La littérature pour réhabiliter, donc. "Je fais partie des utopiques qui pensent que la littérature est d’abord une manière de dire les choses", confie Frédéric Viguier, qui estime que le véritable sujet de son livre est l’histoire d’un homme qui perd pied et d’une mère qui se fait le meilleur avocat de son fils et "qui incarne à elle seule le sujet d’un roman". L’auteur fait le choix de raconter la vérité selon le point de vue de différents personnages, de la veuve à la fille en passant par la mère. "On a chacun notre vérité. La littérature n’a pas pour mission d’apporter des réponses". 


L’auteur de "Il faut toujours envisager la débâcle" raconte l’histoire d’un journaliste au chômage en panne d’inspiration. Le personnage – et l’auteur – s’intéresse ainsi à une série d’agressions et de meurtres commis par Le Grêlé. "C’est l’histoire la plus ancienne encore ouverte à la police judiciaire de Paris. Les faits ont été commis il y a 35 ans et il court toujours", explique l’auteur. Laurent Rivelaygue se plonge alors dans un "très long feuilleton" et mène une vraie enquête : "je suis allé jusqu'à retrouver des anciens annuaires des années 1980". Et même s’il est conscient qu’il n’est pas policier, il se lance avec "une vraie envie de trouver la vérité. On est persuadé à un moment qu’on va résoudre l’affaire"


Mener l’enquête


"Un écrivain n’a pas besoin de vivre les choses pour les ressentir", écrit Frédéric Viguier. Ce postulat s’applique aux deux auteurs. S’il a accès à des documents fournis par la famille, Frédéric Viguier ne souhaite pas rentrer dans l’intime des personnes concernées et fait appel à la fiction quand il estime que c’est nécessaire. 

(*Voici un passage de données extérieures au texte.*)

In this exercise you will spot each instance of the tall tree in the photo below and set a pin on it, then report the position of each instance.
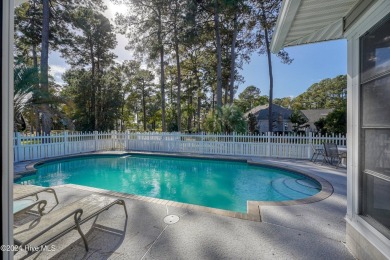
(219, 52)
(91, 53)
(146, 30)
(267, 11)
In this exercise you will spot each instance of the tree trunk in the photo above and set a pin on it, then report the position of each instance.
(46, 117)
(178, 70)
(93, 108)
(271, 79)
(198, 108)
(162, 80)
(219, 54)
(233, 57)
(144, 105)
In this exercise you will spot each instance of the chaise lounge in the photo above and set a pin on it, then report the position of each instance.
(60, 222)
(24, 191)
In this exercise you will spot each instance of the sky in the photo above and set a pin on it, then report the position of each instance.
(312, 63)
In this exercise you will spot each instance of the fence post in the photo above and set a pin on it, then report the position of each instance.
(234, 143)
(95, 134)
(66, 143)
(268, 153)
(127, 140)
(310, 151)
(18, 147)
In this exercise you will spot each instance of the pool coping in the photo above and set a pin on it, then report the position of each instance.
(253, 207)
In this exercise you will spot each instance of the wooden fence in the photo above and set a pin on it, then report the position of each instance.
(29, 147)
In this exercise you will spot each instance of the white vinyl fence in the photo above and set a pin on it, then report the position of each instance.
(28, 147)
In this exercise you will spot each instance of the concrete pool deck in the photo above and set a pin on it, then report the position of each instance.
(305, 231)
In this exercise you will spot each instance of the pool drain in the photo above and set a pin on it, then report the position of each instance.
(171, 219)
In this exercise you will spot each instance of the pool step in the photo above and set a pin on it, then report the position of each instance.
(294, 189)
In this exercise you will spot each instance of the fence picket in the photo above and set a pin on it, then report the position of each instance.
(29, 147)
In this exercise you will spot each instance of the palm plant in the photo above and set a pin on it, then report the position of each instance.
(25, 80)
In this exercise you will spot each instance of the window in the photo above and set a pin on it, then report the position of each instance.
(375, 127)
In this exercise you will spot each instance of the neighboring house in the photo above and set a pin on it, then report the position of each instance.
(366, 26)
(280, 115)
(313, 115)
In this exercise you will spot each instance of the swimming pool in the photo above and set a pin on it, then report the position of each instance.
(212, 183)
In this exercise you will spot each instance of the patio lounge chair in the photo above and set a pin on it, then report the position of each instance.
(58, 223)
(332, 156)
(24, 191)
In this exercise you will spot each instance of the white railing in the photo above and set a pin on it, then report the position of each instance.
(28, 147)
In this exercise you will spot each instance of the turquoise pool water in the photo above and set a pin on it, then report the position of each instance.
(212, 183)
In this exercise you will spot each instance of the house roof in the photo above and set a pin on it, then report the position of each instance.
(308, 21)
(313, 115)
(261, 112)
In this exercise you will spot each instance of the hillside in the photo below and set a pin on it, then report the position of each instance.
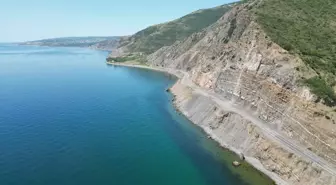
(260, 80)
(96, 42)
(306, 28)
(154, 37)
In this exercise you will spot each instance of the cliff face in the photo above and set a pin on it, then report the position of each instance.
(236, 60)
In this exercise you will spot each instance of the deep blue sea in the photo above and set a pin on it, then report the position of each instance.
(67, 118)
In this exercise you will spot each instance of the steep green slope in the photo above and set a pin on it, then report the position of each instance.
(157, 36)
(306, 28)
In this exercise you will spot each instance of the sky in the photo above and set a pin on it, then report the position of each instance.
(24, 20)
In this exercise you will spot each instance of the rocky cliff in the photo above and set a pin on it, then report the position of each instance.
(234, 58)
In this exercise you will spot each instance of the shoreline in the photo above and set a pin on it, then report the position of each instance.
(255, 163)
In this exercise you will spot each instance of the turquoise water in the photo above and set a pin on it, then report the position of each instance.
(66, 118)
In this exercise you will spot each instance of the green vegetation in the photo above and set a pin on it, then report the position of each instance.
(154, 37)
(319, 87)
(306, 28)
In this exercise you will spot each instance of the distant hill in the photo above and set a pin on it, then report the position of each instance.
(96, 42)
(154, 37)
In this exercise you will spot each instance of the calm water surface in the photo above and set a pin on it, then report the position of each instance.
(66, 118)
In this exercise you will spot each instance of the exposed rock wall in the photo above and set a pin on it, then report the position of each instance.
(241, 136)
(235, 59)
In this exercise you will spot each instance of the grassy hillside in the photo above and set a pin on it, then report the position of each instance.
(306, 28)
(157, 36)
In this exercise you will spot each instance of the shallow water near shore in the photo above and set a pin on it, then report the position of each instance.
(68, 118)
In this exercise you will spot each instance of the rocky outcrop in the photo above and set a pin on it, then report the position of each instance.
(236, 60)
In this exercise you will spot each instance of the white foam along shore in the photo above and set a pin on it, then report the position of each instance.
(182, 81)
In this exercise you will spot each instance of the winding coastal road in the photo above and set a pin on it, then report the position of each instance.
(228, 105)
(284, 141)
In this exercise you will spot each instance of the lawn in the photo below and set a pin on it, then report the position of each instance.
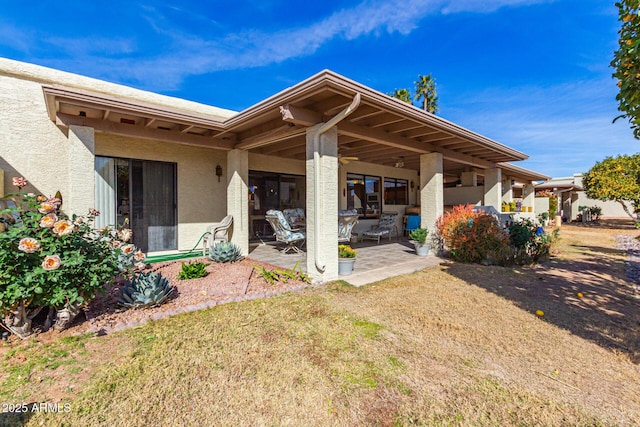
(454, 345)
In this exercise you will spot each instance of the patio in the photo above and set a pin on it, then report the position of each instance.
(375, 262)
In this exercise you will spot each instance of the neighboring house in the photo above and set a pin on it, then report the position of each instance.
(571, 196)
(171, 167)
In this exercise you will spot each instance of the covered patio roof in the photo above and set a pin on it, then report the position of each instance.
(383, 130)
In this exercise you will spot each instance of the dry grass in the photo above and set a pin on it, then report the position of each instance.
(457, 345)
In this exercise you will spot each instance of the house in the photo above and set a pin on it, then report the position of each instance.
(571, 196)
(171, 167)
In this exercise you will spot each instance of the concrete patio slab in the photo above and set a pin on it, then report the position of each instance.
(374, 263)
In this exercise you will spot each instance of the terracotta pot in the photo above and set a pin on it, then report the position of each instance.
(345, 266)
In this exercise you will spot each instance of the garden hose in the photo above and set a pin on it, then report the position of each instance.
(172, 257)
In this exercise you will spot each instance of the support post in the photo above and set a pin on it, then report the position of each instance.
(237, 197)
(431, 190)
(493, 188)
(322, 235)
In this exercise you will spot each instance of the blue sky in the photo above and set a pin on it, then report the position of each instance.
(531, 74)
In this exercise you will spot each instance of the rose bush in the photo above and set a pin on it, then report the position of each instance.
(48, 259)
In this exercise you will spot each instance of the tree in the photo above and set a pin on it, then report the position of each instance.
(617, 179)
(426, 90)
(402, 95)
(626, 61)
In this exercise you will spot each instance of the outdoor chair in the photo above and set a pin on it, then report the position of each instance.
(218, 232)
(386, 224)
(293, 238)
(295, 217)
(413, 223)
(347, 219)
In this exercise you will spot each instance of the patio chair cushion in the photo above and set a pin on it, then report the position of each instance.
(294, 215)
(283, 231)
(386, 224)
(347, 219)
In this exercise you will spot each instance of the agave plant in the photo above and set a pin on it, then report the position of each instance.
(145, 290)
(225, 252)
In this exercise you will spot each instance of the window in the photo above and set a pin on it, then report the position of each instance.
(363, 194)
(396, 191)
(142, 193)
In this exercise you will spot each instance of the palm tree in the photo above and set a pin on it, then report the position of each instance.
(402, 95)
(426, 89)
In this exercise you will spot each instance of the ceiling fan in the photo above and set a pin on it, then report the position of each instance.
(343, 160)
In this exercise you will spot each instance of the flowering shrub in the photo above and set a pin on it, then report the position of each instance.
(346, 251)
(530, 243)
(48, 259)
(477, 237)
(472, 236)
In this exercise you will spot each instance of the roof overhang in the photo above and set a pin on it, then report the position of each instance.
(383, 130)
(521, 173)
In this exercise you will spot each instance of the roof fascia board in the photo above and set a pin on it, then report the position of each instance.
(115, 104)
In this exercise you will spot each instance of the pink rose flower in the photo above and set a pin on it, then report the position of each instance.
(128, 249)
(51, 262)
(48, 221)
(139, 256)
(19, 182)
(28, 245)
(46, 207)
(125, 234)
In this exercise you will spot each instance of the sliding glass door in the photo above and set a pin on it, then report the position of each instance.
(141, 193)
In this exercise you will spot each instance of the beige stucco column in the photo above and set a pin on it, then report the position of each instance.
(493, 188)
(322, 205)
(80, 195)
(529, 198)
(469, 179)
(342, 187)
(237, 197)
(431, 190)
(507, 189)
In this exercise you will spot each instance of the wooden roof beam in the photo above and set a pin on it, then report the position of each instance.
(139, 131)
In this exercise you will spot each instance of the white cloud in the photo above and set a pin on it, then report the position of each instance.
(177, 55)
(564, 128)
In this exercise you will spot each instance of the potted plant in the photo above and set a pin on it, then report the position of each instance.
(346, 259)
(419, 239)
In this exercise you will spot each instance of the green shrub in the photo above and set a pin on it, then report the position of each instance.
(530, 243)
(419, 235)
(193, 270)
(225, 252)
(543, 217)
(145, 290)
(472, 236)
(48, 259)
(281, 275)
(477, 237)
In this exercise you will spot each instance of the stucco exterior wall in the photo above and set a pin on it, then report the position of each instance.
(541, 204)
(42, 75)
(463, 195)
(202, 200)
(609, 209)
(31, 145)
(260, 162)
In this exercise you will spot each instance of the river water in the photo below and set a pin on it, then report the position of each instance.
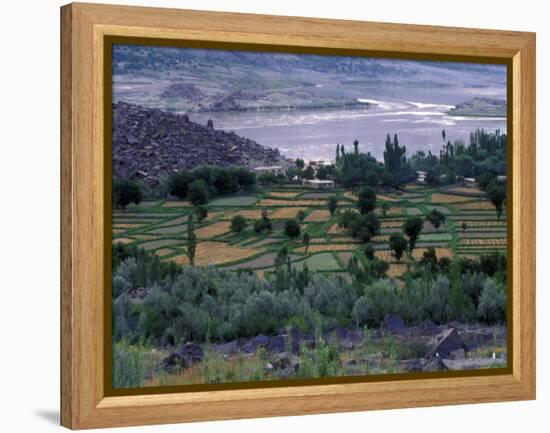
(313, 134)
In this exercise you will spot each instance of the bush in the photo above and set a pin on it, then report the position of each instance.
(292, 228)
(126, 192)
(127, 366)
(492, 303)
(238, 223)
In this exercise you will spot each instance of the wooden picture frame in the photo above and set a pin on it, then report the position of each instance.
(84, 164)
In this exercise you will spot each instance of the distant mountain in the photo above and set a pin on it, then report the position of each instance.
(481, 106)
(150, 143)
(194, 80)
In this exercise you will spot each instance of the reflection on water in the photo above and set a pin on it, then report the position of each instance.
(313, 134)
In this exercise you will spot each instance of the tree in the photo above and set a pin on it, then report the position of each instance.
(398, 244)
(198, 192)
(308, 173)
(332, 204)
(191, 243)
(126, 192)
(238, 223)
(292, 228)
(305, 240)
(412, 228)
(497, 195)
(385, 207)
(202, 212)
(436, 218)
(366, 200)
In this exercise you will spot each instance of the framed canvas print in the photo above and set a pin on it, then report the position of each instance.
(273, 216)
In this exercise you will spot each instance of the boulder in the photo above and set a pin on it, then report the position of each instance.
(392, 323)
(444, 343)
(254, 343)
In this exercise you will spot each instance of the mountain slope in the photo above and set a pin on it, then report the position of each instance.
(149, 143)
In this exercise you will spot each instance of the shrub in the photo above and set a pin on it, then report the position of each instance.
(238, 223)
(292, 228)
(127, 365)
(492, 303)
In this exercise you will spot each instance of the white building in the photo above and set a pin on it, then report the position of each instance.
(275, 169)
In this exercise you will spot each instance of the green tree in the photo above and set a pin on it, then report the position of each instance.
(238, 223)
(198, 192)
(497, 195)
(201, 212)
(366, 200)
(292, 228)
(191, 242)
(398, 244)
(126, 192)
(436, 218)
(305, 240)
(412, 228)
(332, 204)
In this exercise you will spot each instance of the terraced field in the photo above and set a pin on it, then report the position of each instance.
(161, 226)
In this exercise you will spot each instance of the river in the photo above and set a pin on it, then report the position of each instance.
(313, 134)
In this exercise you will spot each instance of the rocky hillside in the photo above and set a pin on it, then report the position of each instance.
(149, 143)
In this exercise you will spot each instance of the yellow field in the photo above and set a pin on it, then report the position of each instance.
(319, 215)
(396, 270)
(252, 214)
(216, 253)
(483, 223)
(163, 252)
(122, 241)
(391, 224)
(350, 195)
(215, 229)
(484, 242)
(286, 212)
(180, 203)
(335, 229)
(388, 256)
(465, 190)
(386, 198)
(271, 202)
(284, 194)
(449, 198)
(327, 247)
(481, 205)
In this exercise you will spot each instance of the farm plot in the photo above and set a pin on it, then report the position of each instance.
(326, 247)
(160, 243)
(213, 230)
(319, 262)
(478, 205)
(264, 261)
(318, 215)
(285, 194)
(448, 198)
(170, 230)
(388, 256)
(176, 204)
(215, 253)
(272, 202)
(442, 209)
(484, 242)
(286, 212)
(241, 200)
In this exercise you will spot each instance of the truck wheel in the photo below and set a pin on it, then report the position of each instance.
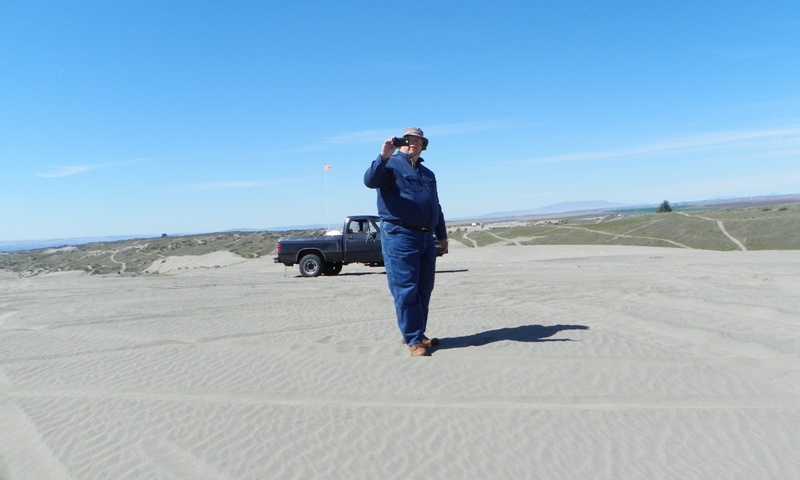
(332, 268)
(311, 266)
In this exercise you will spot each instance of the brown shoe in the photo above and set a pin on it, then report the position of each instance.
(418, 350)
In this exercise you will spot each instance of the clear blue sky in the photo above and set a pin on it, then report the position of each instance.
(149, 117)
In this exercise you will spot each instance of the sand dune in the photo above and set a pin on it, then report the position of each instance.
(562, 362)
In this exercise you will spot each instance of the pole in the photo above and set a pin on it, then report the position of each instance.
(327, 208)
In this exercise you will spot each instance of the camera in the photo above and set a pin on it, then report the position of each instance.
(399, 142)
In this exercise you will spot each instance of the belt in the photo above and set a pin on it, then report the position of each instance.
(419, 229)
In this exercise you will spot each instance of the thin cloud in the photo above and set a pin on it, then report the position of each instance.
(233, 185)
(68, 170)
(779, 141)
(60, 171)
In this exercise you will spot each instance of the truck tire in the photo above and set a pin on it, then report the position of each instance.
(311, 265)
(332, 268)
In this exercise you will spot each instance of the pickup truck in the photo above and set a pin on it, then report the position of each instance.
(359, 242)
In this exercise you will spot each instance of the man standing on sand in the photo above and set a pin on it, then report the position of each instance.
(408, 204)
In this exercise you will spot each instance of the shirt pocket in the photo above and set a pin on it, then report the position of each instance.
(413, 183)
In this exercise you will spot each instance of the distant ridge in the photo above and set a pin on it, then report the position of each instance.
(564, 207)
(558, 208)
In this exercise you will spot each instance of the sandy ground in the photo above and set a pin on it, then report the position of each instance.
(561, 362)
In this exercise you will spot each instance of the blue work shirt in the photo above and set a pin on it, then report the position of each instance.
(407, 195)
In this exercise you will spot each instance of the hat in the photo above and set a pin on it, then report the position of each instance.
(416, 132)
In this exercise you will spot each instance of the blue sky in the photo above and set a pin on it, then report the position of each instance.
(150, 117)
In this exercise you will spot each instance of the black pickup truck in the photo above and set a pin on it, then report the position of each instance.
(359, 242)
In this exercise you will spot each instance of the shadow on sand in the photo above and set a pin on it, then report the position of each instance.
(524, 333)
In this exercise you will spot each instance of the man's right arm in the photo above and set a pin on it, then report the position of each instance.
(376, 174)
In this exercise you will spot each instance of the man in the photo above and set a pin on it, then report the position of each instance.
(408, 204)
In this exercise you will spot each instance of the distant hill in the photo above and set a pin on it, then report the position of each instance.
(572, 208)
(565, 207)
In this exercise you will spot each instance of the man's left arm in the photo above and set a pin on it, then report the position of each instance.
(441, 231)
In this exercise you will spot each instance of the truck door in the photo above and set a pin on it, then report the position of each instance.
(362, 242)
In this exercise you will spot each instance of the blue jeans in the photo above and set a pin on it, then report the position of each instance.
(410, 260)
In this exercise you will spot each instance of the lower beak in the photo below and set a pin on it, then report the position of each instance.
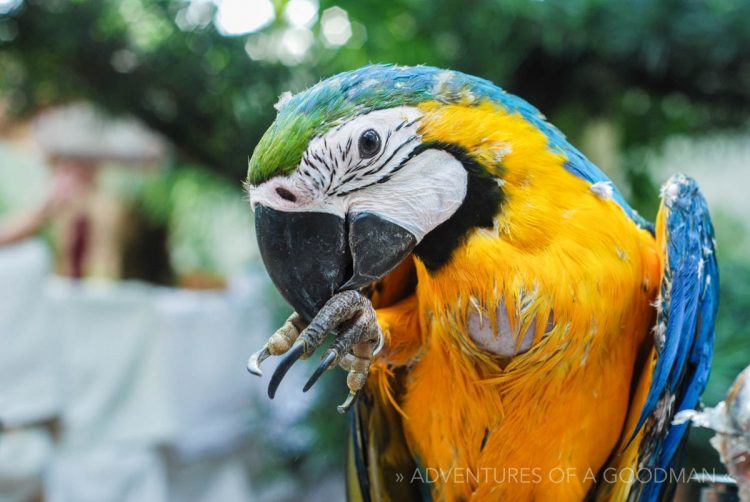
(312, 255)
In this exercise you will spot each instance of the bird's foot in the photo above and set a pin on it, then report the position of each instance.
(358, 339)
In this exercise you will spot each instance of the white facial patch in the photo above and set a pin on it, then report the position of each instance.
(415, 191)
(418, 197)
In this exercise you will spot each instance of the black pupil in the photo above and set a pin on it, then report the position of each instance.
(369, 143)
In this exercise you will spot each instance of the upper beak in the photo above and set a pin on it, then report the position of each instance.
(310, 256)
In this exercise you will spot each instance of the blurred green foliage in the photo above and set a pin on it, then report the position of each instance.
(651, 68)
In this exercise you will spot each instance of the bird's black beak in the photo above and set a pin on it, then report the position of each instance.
(312, 255)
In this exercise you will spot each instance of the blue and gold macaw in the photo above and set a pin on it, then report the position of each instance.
(512, 328)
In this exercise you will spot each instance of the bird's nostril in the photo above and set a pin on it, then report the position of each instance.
(286, 194)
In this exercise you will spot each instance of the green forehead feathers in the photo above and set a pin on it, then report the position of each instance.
(313, 112)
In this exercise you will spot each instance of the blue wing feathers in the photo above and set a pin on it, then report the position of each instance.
(685, 324)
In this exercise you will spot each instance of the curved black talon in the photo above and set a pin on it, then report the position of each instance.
(298, 349)
(324, 365)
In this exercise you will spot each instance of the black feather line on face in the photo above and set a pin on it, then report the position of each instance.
(483, 201)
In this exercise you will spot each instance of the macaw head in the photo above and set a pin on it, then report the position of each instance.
(371, 166)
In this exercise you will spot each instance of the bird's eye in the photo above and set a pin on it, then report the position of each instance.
(369, 144)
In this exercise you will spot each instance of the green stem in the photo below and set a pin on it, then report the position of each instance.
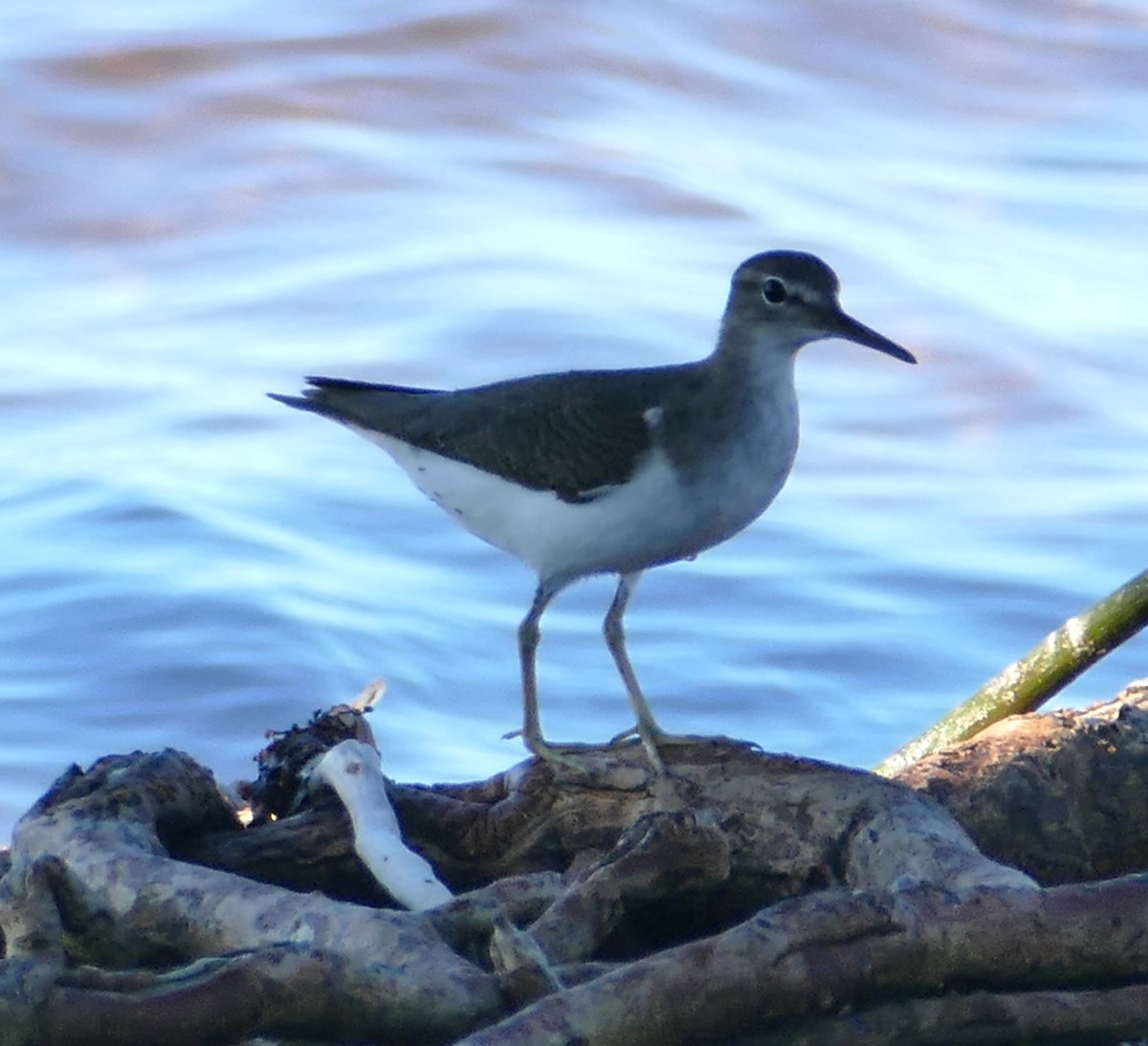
(1027, 684)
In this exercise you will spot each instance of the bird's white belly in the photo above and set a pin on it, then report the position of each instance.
(629, 527)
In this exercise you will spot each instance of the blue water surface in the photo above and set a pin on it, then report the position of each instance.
(204, 202)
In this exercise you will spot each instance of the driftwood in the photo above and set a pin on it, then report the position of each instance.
(993, 895)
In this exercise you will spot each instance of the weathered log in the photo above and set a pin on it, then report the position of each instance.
(746, 898)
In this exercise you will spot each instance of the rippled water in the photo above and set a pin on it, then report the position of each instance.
(204, 202)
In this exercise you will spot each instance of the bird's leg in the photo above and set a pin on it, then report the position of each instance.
(648, 729)
(528, 636)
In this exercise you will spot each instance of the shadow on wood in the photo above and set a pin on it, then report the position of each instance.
(743, 898)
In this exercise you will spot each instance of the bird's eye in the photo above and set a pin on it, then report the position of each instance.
(774, 291)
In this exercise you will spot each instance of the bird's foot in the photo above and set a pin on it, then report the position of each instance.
(657, 736)
(556, 754)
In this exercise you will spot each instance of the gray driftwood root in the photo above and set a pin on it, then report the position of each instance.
(746, 900)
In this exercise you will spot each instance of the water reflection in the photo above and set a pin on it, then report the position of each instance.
(206, 202)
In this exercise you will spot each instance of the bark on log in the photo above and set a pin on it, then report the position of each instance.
(747, 898)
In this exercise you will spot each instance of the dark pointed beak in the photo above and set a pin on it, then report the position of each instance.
(850, 329)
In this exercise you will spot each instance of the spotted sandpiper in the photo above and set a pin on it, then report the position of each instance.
(613, 472)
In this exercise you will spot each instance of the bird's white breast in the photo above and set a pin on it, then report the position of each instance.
(627, 527)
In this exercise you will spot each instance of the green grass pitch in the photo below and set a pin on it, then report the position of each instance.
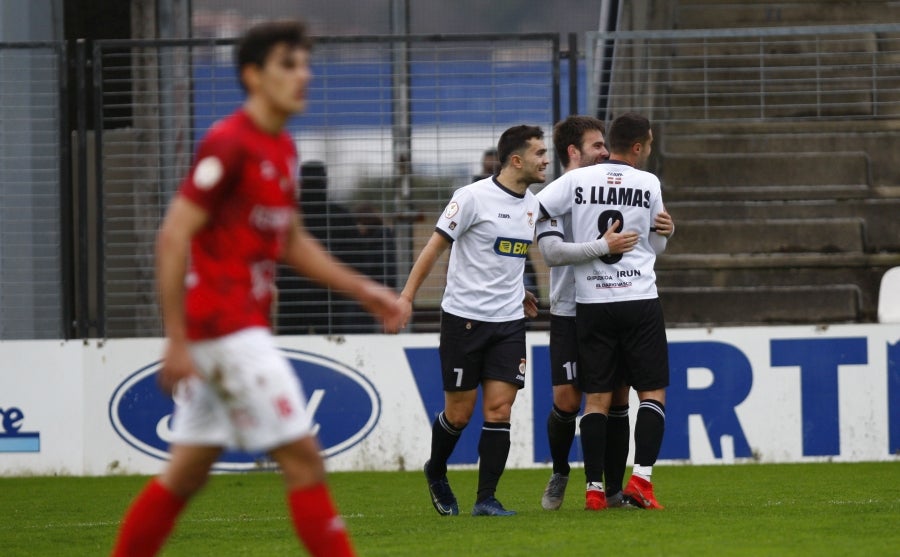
(754, 509)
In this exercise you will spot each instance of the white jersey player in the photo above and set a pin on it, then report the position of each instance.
(491, 226)
(618, 314)
(578, 142)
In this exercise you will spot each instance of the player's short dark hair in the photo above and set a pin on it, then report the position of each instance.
(257, 43)
(626, 130)
(514, 139)
(571, 132)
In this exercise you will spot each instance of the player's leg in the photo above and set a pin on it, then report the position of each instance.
(314, 515)
(503, 375)
(566, 405)
(618, 437)
(597, 341)
(649, 368)
(445, 431)
(493, 445)
(152, 515)
(460, 352)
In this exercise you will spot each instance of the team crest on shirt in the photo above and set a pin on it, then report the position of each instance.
(267, 170)
(452, 209)
(208, 173)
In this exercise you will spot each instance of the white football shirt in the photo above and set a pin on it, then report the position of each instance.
(491, 229)
(562, 277)
(594, 197)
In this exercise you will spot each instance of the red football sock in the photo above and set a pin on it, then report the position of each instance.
(317, 523)
(148, 522)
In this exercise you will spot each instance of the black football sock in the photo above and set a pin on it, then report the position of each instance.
(560, 434)
(618, 434)
(444, 436)
(648, 432)
(493, 450)
(593, 444)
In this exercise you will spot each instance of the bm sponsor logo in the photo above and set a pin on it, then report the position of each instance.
(344, 404)
(511, 247)
(12, 439)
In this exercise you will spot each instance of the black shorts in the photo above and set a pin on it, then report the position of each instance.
(618, 338)
(563, 350)
(472, 351)
(564, 354)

"Ça peut devenir addictif et obsessionnel de s’intéresser à une telle enquête", reconnaît Laurent Rivelaygue. Pour lui, cette obsession est comparable à la paranoïa : "je voulais absolument trouver des éléments qui alimentaient ce qui m’intéressait et laisser de côté ce qui ne rentrait pas dans les cases de mon enquête". Quant à la "forme de réalisme terrifiante" qui traverse son livre, il reconnaît que "c’est assez glaçant"


Le narrateur étant journaliste, l'auteur opte pour une écriture assez journalistique avec beaucoup de contextualisation. "Ce qui sauve mon personnage, c’est qu’il essaie tout le temps. Il va d’échec en échec mais s’obstine", explique Laurent Rivelaygue, qui peint aussi bien les années 1980 que l’époque contemporaine : "derrière l’humour qui traverse parfois mon livre, j’ai essayé de mettre le doigt sur nos rapports actuel à Internet et aux réseaux sociaux ». L’auteur propose ainsi une petite critique sociale dans son roman-enquête, allant au-delà de la simple enquête judiciaire.